The Best Way To Find Out If Immigration Reform Can Pass The House Is To Hold A Vote

MOORE, OK - MAY 22: U.S. Rep. Tom Cole (R-OK) speaks during a press conference May 22, 2013 in Moore, Oklahoma.

Photo by Brett Deering/Getty Images

One of the worst habits of political journalism is that since the people writing it are very well-informed about the details of the political process they sometimes skip the basic steps of explaining to the broader public what’s going on. Yesterday George Stephanopoulos hosted an exchange between Karen Bass (D-Calif.) and Tom Cole (R-Okla.) in which the two members disagreed as to whether the bipartisan immigration reform package that past the Senate with 68 votes could secure majority support in the House of Representatives.
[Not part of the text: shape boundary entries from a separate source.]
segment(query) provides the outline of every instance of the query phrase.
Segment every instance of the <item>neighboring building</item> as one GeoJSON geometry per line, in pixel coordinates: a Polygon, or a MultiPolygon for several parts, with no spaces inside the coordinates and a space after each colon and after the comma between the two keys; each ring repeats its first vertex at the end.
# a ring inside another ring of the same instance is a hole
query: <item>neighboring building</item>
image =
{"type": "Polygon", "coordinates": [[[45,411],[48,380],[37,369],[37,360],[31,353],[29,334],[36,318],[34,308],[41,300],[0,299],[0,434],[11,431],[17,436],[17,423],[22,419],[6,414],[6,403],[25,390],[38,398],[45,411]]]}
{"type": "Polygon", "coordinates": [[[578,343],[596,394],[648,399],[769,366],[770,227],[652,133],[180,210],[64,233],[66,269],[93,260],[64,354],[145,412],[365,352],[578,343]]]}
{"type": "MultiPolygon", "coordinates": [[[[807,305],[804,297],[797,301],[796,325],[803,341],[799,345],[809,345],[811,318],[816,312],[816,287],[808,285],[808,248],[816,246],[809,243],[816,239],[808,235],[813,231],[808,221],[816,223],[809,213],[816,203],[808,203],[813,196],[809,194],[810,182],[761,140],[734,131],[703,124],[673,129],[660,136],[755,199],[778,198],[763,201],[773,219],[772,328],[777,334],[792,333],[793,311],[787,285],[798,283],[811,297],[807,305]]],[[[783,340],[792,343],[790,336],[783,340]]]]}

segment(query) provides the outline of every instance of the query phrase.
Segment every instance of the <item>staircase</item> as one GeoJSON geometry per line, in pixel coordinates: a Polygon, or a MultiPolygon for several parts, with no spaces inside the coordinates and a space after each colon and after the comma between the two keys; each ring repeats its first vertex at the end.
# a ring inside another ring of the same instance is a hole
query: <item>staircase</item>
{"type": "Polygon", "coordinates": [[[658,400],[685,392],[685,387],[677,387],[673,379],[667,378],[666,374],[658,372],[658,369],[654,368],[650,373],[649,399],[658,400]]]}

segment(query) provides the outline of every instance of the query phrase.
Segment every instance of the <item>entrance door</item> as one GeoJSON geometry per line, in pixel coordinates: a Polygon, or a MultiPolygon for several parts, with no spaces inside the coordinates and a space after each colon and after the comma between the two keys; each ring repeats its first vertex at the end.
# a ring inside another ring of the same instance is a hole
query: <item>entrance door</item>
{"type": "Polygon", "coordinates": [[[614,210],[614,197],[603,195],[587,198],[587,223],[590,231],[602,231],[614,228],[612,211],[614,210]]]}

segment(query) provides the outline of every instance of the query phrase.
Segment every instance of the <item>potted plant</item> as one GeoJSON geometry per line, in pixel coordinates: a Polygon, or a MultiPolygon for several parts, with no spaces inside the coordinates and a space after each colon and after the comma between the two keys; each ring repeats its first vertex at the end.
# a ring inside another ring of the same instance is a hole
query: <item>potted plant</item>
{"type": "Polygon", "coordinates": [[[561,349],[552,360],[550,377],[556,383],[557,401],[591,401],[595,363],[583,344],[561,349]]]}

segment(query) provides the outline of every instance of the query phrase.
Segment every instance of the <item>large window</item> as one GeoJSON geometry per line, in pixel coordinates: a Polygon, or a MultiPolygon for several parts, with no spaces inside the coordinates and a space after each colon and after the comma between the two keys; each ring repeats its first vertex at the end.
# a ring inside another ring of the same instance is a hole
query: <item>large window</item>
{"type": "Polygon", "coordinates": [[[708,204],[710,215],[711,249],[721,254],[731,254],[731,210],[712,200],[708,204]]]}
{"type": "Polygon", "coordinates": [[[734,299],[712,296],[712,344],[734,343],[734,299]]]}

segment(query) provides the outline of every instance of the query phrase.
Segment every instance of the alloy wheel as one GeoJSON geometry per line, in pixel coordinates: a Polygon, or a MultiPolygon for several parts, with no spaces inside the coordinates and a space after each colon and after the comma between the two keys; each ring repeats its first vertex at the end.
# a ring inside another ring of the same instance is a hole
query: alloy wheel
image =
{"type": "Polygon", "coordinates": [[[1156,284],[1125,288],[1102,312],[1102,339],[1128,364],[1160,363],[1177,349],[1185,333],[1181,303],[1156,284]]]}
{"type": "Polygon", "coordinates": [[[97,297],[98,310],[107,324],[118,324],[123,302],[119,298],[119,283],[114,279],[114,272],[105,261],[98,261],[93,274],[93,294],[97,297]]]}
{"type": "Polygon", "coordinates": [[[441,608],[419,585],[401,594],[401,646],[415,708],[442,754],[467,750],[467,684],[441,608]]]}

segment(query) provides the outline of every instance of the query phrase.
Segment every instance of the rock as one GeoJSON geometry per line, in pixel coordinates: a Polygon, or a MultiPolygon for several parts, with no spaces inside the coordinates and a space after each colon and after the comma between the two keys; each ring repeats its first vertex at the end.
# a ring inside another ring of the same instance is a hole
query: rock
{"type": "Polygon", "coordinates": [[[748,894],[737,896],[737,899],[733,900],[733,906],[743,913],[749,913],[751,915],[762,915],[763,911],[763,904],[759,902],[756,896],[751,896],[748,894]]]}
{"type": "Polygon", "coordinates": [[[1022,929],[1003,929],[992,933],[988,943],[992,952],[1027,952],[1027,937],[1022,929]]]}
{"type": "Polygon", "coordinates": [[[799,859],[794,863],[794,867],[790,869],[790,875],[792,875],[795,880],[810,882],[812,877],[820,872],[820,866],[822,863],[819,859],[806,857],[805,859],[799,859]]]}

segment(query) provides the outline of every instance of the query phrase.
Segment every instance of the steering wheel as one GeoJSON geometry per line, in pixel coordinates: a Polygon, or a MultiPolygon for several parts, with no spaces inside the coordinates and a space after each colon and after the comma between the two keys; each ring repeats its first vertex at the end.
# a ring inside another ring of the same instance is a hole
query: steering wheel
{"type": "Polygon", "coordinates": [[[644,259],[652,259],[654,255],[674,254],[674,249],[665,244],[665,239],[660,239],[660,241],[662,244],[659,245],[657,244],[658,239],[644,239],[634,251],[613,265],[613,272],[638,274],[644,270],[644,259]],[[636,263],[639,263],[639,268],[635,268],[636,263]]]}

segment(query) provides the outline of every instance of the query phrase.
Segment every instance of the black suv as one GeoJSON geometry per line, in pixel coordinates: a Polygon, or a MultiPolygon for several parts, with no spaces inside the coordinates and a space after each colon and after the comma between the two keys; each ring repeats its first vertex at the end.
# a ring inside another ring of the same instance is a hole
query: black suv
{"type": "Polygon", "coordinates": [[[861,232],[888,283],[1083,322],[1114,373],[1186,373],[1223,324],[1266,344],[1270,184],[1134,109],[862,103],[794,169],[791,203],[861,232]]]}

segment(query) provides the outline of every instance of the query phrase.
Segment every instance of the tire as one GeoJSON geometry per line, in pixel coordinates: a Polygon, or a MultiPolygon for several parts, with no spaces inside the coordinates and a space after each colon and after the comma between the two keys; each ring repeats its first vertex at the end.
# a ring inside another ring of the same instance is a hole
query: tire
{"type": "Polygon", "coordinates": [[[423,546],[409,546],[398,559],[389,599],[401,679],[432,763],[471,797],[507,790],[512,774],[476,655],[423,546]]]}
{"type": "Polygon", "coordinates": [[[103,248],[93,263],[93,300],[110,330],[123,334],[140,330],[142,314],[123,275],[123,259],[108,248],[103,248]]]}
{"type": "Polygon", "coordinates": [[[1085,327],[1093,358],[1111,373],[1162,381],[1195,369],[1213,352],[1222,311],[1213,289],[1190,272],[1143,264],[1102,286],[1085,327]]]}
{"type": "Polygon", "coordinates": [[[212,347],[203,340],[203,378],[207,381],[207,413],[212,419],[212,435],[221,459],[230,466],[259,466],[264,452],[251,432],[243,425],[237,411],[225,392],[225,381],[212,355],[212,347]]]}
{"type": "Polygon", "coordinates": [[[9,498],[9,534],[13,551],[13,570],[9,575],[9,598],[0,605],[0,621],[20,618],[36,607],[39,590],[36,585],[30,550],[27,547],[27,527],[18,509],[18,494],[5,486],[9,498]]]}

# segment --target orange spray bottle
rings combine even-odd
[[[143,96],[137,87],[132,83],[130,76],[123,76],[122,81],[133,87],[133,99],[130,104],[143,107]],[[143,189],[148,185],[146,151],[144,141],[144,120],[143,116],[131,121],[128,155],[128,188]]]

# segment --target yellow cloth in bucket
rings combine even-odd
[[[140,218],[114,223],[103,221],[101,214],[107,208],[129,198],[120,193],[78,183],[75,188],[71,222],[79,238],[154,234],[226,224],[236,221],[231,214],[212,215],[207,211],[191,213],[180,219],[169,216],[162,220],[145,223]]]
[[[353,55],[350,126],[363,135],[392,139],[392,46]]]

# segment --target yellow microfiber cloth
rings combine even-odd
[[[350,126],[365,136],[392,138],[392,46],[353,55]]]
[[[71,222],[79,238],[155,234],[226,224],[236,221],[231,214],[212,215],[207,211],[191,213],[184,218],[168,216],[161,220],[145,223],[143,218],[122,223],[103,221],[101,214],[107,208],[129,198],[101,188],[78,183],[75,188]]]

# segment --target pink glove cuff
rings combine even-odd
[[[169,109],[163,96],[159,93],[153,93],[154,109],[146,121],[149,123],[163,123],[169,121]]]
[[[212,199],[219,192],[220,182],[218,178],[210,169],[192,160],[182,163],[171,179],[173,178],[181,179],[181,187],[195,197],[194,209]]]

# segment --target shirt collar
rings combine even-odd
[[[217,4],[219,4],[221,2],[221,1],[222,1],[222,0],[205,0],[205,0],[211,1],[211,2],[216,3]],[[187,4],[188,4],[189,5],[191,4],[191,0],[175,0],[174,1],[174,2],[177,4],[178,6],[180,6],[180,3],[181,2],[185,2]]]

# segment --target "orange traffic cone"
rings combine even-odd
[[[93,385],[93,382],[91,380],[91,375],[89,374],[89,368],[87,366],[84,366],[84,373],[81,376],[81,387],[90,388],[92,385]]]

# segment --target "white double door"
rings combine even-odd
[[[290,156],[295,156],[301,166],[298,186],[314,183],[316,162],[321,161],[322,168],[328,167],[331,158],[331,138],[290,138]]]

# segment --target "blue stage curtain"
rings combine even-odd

My sense is that an ordinary person watching this would regard it as similar to two prizefighters boasting before the bout about their confidence in victory. Whatever anyone says at the pre-fight press conference, we’ll just wait and see the outcome when the fight actually happens. After all, as Steve Benen writes the sensible way to figure out whether the Gang of 8 bill has majority support in the House would be to hold a vote on it. What Stephanopoulos knows—and what other veteran political reporters know—is that this isn’t how the House of Representatives works. The operative question facing the country isn’t whether or not the bill has majority support, it’s whether or not the House leadership will agree to hold a vote on the bill. The fact that John Boehner and his team don’t want to hold a vote is extremely strong evidence that they are not at all confident about their ability to win a vote. The appropriate question for Cole, given his prediction, is why not hold a vote? If opponents of the Senate approach aren’t afraid of losing the vote, then what are they afraid of?